So I’ve set up this blog using Hugo, and I’m hosting it for free thanks to GitLab Pages. AWS Route 53 is providing the DNS while TLS is a just a check-box thanks to the Let’s Encrypt integration with GitLab Pages.

What’s missing? Ah! Comments! What’s a blog without comments, hm? Pretty presumptuous of me to assume that anyone will be 1) reading this and 2) commenting, but I’m reassured by Cunningham’s Law. Anyway, I have a static website and I want to allow comments, but it needs to be free and I don’t want to have to run it myself.

Enter Utterances.

# utterances 🔮

A lightweight comments widget built on GitHub issues. Use GitHub issues for blog comments, wiki pages and more!

* [Open source](https://github.com/utterance). 🙌
* No tracking, no ads, always free. 📡🚫
* No lock-in. All data stored in GitHub issues. 🔓
* Styled with [Primer](http://primer.style), the css toolkit that powers GitHub. 💅
* Dark theme. 🌘
* Lightweight. Vanilla TypeScript. No font downloads, JavaScript frameworks or polyfills for evergreen browsers. 🐦🌲

If all is well when you read this post, you should be seeing it in action at the bottom of the page.
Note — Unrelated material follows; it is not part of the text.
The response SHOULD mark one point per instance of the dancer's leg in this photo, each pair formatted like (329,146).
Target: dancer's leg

The instructions provided really were quite simple and accurate, so I won’t bother with a tutorial. I did have to fork the wonderful m10c theme for Hugo to add support for Utterances, but I’ve got a pull request open so we’ll see if they bring that change in.

If someone were nitpicking they could say, ‘Liam, now you need accounts for GitLab AND GitHub; isn’t that a bit much?’. I already had both, so, no. If I wanted to keep it all on the same farm, though, I would look into Staticman. I found out about this alternative via an issue on the Utterances repo, and who knows, maybe one day down the track I’ll give it a spin.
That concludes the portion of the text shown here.